Alors, Rom prit son couteau d'exorciste à sa ceinture et commença à trancher la viande fibreuse, tendineuse de la harpie. Il n'aimait pas tuer, encore moins mutiler. Exorciser, c'était rendre la vie, à un être souvent, à un monde tout entier parfois… Mais il n'avait pas le choix. C'était Shao ou la harpie. Et sa mission !

Sa main droite se paralysait. Il jura par l'Éternel, prit le couteau de la main gauche, frappa et tailla. Un peu de sang rose pâle et gluant coula sur ses doigts. Il creva une artère dure comme un tuyau plastique. Un jet plus clair encore lui aspergea la figure. La harpie gronda, gémit, se dénoua enfin. Il la jeta à la mer et serra la guette-agile dans ses bras, à la fois pour la retenir, la réchauffer et lui prouver son tendre attachement.

 

Il avait oublié que les vêtements humains de Shao la gênaient beaucoup. Mais peut-être l'avaient-ils protégée aussi des griffes de la harpie… Dans leur milieu naturel, les guettes-agiles allaient complètement nus. Un fin duvet blanc, doré ou bleuté, couvrait leur peau souple, fine, lisse comme celle d'un très jeune enfant et pourtant d'une extraordinaire résistance à la chaleur et au froid.

Shao était une dorée et sur Zelazna Ruda, elle avait une chance de passer pour une fille du pays. Une fille du pays, une fille du Soleil… En attendant, sa tunique et son pantalon, lacérés, trempés, collaient à son corps. À cause de l'énergie dépensée dans sa lutte avec la harpie, elle s'était mise en hypothermie. Il frissonna en touchant son visage, son épaule, son ventre.

Elle se lova contre lui, au fond de la barque. Elle se mit à arracher ses vêtements à petits gestes saccadés, moins qu'à demi conscients. Sous l'étoffe mouillée, sa peau était comme morte. Elle avait besoin d'être nue pour capter la chaleur que Rom lui donnait. Il se déshabilla à moitié afin de faciliter l'échange.

Les embruns lui mordaient le dos. Une flaque s'était formée au fond du canot. Il serra les dents. Shao le ranima d'une caresse. À certains moments, elle était tout à fait humaine. D'ailleurs, elle avait un sexe de femme et les guettes-agiles ne faisaient pas l'amour autrement que les humains, du moins quand ils le faisaient, car les mâles étaient des monstres de paresse. Alors, les femelles cherchaient près des hommes ce que ces petits singes mous et gras ne savaient pas leur donner : le plaisir, le rêve, la magie…

 

La barque ne bougeait plus. Elle s'était échouée sur le sable gris de l'univers-île. Rom enfila en hâte sa chemise. Shao rit à sa façon : un gloussement de gorge, les narines pincées et la bouche en cœur. L'exorciste lui claqua les reins.

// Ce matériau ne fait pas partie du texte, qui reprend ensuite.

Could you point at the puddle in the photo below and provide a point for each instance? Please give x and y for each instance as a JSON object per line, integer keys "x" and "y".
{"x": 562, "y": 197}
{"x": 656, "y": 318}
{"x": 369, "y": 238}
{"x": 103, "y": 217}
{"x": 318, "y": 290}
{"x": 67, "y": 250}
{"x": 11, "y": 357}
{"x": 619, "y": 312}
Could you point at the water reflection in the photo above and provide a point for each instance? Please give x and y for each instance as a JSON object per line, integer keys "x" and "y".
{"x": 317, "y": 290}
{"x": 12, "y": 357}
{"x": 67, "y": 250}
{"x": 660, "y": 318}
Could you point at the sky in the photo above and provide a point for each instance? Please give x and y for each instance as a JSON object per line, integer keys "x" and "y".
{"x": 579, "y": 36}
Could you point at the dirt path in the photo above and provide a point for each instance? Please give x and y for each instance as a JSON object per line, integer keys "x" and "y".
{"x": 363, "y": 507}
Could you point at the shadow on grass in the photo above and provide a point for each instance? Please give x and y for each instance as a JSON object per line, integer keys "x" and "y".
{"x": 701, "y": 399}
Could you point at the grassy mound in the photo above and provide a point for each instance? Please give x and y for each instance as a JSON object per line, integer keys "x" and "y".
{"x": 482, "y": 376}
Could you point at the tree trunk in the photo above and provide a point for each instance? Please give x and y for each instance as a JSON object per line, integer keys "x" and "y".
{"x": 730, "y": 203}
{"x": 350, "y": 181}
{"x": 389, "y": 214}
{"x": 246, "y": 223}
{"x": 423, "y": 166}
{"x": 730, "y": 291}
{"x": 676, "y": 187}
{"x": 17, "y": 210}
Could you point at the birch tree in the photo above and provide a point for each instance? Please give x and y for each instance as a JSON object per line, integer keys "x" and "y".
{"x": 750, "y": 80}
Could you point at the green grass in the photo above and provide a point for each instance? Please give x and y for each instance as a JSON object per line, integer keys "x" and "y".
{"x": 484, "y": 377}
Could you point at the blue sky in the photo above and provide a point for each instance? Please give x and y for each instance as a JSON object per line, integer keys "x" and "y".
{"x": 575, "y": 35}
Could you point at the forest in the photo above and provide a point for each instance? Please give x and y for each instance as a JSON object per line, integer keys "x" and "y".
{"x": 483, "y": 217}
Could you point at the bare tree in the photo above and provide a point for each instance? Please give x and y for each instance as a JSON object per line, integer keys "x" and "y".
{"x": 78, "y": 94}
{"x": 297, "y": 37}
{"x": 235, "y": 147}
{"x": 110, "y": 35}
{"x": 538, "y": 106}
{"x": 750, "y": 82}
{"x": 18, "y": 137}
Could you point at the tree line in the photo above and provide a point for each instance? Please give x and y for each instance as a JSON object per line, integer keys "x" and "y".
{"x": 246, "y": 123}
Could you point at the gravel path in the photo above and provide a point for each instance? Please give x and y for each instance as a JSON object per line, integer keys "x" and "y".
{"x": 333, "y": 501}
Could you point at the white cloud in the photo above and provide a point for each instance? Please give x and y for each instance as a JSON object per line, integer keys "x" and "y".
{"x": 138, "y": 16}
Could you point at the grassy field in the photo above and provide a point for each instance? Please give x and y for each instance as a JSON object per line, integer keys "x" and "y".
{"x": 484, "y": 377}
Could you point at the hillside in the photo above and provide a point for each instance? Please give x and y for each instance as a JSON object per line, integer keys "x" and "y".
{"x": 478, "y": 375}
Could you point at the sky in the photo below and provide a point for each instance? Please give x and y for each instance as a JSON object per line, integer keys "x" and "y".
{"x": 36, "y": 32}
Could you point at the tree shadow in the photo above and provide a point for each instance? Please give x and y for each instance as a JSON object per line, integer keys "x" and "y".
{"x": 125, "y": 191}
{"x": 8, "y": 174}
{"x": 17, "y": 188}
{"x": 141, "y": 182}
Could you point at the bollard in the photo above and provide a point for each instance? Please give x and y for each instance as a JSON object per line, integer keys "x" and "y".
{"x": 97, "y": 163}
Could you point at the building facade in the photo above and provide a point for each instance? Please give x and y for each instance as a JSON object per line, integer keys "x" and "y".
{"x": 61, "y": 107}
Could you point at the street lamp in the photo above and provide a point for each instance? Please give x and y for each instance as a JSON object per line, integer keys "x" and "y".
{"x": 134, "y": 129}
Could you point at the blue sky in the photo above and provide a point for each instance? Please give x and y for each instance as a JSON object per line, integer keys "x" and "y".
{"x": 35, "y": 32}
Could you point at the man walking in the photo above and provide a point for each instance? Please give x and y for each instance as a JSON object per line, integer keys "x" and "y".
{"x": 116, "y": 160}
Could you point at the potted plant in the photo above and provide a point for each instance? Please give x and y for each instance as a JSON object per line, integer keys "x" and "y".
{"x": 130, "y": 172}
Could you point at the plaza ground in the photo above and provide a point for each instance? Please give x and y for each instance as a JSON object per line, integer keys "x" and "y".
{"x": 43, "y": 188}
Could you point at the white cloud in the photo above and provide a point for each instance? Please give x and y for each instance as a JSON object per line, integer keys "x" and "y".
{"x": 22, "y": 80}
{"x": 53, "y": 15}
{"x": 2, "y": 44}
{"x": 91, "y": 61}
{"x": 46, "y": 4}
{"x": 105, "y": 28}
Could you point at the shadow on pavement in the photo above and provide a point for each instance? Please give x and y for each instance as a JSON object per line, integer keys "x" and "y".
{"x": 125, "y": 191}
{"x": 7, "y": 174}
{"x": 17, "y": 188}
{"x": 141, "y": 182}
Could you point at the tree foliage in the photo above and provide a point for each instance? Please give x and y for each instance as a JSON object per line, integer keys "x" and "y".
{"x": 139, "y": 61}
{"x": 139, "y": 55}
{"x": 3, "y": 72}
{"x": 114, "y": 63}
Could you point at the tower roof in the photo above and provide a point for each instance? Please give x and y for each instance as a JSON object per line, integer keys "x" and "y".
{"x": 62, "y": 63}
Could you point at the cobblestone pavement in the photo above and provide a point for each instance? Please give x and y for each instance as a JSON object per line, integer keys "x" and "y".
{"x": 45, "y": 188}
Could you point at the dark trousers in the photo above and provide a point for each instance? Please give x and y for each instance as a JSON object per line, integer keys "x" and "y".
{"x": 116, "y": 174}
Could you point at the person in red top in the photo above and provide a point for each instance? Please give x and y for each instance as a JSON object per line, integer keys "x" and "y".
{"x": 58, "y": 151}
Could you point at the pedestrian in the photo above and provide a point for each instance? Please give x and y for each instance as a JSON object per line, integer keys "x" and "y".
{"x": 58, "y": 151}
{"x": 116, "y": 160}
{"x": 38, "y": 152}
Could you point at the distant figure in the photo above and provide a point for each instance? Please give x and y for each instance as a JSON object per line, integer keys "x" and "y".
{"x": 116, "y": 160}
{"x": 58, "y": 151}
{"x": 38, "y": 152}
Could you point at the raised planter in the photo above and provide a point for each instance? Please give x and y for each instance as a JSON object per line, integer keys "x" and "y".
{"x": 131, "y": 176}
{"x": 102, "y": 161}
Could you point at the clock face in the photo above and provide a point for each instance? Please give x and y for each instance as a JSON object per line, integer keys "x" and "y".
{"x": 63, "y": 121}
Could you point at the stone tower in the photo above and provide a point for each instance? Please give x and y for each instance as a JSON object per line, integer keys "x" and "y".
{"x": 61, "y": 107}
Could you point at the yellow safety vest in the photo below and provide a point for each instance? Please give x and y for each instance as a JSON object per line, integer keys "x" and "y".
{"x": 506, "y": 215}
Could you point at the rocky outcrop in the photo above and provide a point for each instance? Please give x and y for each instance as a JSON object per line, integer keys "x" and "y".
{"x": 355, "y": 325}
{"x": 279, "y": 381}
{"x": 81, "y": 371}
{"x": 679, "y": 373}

— Habille-toi aussi. Vite !

Elle le regarda d'un air outragé, en mordillant une mèche de cheveux roux. Une intense moquerie émanait de son sourire fermé, sans pouvoir cacher l'adoration qu'elle vouait au puissant exorciste.

— Tu es sûr que c'est bien utile ?

— Tu peux exhiber tes seins et tes cuisses à tous les mâles de ta forêt natale sans qu'un seul lève le petit doigt pour te violer. Mais tu devrais savoir que les hommes ont le désir à fleur de peau, même si les canons de beauté ne sont pas tout à fait identiques. Et puis je te rappelle que nous arrivons sur un monde furieux ! Une patrouille côtière peut surgir à n'importe quel moment. Je m'étonne même que les S.Sols ne soient pas déjà là !

Shao bondit sur la plage, que le soleil couchant, toujours tamisé par un halo de brume, baignait d'une lueur pâle et huileuse. Elle fit voler le sable avec ses doigts de pied, en rattrapa une pincée, les bras tendus au-dessus de sa tête, se retourna lentement vers Rom, sa poitrine menue dardée sans pudeur.

— Je ne te plais pas comme ça ?

Il eut envie de se fâcher ou de feindre la colère, ce qu'elle cherchait sans doute. Il courut à elle, l'index et le médius de la main droite tendus, menaçants.

— Si tu n'obéis pas tout de suite, je vais t'exorciser le ventre. Tu ne pourras plus faire l'amour !

— Même avec toi ?

Elle avait un peu pâli et mordait ses lèvres boudeuses. Elle savait bien qu'elle avait dans le corps un merveilleux démon. Si le docteur Kazan le chassait, la vie ne vaudrait plus d'être vécue. Elle se précipita vers la barque.